Así estamos. Pero el problema principal no es éste, sino lo que hay en el fondo político del asunto. El PP dice que no hay que tocar nada porque hoy por hoy controla las dos Cámaras y este control es importantísimo para su estrategia de absoluta centralización del país. Las comunidades autónomas existen como tales porque hay diversidades y nuestro sistema constitucional está pensado para poner en común dichas diversidades sin romperlas ni degradarlas. Lo que el PP y su presidente intentan es otra cosa.
Cuando hace unos meses J. M. Aznar decía aquello de: 'En el futuro de España no caben asimetrías ni diferencias singulares', estaba hablando de un país con una identidad nacional única y esto se llama nacionalismo, se quiera o no.
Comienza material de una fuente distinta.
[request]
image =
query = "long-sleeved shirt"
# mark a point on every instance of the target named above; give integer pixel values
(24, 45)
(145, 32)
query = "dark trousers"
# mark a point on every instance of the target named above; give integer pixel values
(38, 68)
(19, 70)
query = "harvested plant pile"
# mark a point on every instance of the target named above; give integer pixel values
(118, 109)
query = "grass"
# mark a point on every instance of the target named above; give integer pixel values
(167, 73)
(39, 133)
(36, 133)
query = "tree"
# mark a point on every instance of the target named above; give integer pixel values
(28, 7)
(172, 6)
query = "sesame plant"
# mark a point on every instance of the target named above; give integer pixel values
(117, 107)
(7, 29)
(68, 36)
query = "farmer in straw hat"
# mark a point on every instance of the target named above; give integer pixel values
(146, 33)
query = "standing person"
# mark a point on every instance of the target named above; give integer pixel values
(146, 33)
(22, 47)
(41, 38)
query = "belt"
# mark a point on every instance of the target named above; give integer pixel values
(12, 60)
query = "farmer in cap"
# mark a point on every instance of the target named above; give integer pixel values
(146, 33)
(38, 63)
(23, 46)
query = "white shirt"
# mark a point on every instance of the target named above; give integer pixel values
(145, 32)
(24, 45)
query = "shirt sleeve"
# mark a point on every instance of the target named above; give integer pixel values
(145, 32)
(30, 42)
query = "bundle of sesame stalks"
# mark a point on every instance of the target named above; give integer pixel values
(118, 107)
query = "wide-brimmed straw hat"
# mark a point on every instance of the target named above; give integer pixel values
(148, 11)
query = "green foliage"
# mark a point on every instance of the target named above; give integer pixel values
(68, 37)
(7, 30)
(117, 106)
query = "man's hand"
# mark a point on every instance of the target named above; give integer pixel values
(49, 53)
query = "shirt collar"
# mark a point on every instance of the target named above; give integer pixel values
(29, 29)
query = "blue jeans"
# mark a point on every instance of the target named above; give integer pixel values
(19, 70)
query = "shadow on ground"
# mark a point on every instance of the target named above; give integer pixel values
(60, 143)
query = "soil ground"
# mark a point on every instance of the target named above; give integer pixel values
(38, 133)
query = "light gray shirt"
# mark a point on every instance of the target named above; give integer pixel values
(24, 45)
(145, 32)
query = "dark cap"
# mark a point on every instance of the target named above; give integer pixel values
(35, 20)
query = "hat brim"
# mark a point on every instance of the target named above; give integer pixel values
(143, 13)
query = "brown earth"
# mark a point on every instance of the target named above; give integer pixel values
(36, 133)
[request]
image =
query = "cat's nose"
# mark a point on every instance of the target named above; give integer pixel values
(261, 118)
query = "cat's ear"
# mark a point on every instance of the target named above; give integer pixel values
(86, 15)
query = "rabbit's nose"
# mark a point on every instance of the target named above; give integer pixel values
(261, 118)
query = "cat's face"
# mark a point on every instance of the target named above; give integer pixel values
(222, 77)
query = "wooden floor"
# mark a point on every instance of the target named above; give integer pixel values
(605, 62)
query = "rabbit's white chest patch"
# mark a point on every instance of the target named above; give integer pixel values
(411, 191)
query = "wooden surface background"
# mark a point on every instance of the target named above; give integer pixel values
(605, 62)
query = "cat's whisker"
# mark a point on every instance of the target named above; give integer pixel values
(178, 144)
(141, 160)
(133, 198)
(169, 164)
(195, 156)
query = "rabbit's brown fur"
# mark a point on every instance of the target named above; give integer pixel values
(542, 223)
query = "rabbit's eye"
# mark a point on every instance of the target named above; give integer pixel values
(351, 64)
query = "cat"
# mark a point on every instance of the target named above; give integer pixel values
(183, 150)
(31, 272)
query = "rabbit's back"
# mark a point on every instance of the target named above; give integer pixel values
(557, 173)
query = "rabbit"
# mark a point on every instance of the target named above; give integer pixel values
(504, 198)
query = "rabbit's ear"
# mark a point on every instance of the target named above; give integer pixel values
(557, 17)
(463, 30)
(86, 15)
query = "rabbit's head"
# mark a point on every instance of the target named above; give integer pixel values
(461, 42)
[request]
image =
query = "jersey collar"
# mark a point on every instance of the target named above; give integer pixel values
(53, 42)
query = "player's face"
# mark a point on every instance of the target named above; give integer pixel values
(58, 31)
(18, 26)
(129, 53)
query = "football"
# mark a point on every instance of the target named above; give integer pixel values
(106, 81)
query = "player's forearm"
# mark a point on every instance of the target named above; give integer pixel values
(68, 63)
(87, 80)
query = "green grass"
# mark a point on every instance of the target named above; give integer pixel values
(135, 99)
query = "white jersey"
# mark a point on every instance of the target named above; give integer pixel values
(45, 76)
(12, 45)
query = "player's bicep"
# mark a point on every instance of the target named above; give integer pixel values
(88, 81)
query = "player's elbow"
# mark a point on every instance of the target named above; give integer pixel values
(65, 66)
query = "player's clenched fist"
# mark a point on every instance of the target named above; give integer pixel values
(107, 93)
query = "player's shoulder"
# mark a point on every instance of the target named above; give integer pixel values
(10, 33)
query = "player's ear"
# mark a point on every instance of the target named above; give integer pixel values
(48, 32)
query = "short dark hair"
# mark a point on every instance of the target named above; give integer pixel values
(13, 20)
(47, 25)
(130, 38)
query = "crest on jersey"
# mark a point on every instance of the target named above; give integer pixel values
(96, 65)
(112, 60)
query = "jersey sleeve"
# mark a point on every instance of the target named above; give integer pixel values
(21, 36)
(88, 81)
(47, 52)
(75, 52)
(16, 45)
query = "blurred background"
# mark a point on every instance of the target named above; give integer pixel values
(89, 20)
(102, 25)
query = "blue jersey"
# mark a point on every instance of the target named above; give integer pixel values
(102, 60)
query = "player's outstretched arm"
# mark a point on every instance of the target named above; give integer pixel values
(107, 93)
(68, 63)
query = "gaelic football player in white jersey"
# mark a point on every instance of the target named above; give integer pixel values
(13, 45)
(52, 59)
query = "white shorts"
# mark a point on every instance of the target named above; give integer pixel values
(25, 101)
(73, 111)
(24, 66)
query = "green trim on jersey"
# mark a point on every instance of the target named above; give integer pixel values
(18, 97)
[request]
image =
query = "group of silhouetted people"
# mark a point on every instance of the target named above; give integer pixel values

Y cuando incluye en un solo y único espacio de combate a los nacionalistas autonómicos y a las fuerzas políticas de signo opuesto al suyo está buscando, lo diga o no, el fortalecimiento de un nuevo centralismo.
Nacionalismo y centralismo son dos conceptos políticos que se prestan a muchas ambigüedades, sobre todo en un país como el nuestro, que ha tenido que soportar durante cuarenta años el nacionalismo y el centralismo implacables de la dictadura de Franco y que después ha tenido que enfrentarse con otros tipos de nacionalismo violento, como el de ETA.
Pero hay otros nacionalismos insertos en la democracia y el problema es saber a dónde conducen, porque no es lo mismo un nacionalismo más o menos descentralizador que un nacionalismo centralista. ¿De qué estamos hablando, si no, cuando un poder político se identifica con el Estado, con el poder económico y el poder mediático y lo centraliza todo en nombre de una patria exclusiva y excluyente?
Así está el patio. Un nacionalismo puro y duro, el del PP, que se presenta como si no lo fuera, como dice el historiador J. Sisinio Pérez-Garzón. Una centralización cerrada y obtusa. Unas autonomías convertidas en macroprovincias. Un Senado convertido en Cámara de las provincias de antaño. Y una perspectiva europea inspirada en los saltos y los golpes en el pecho del viejo Tarzán.
Jordi Solé Tura es senador socialista de la Entesa Catalana de Progés.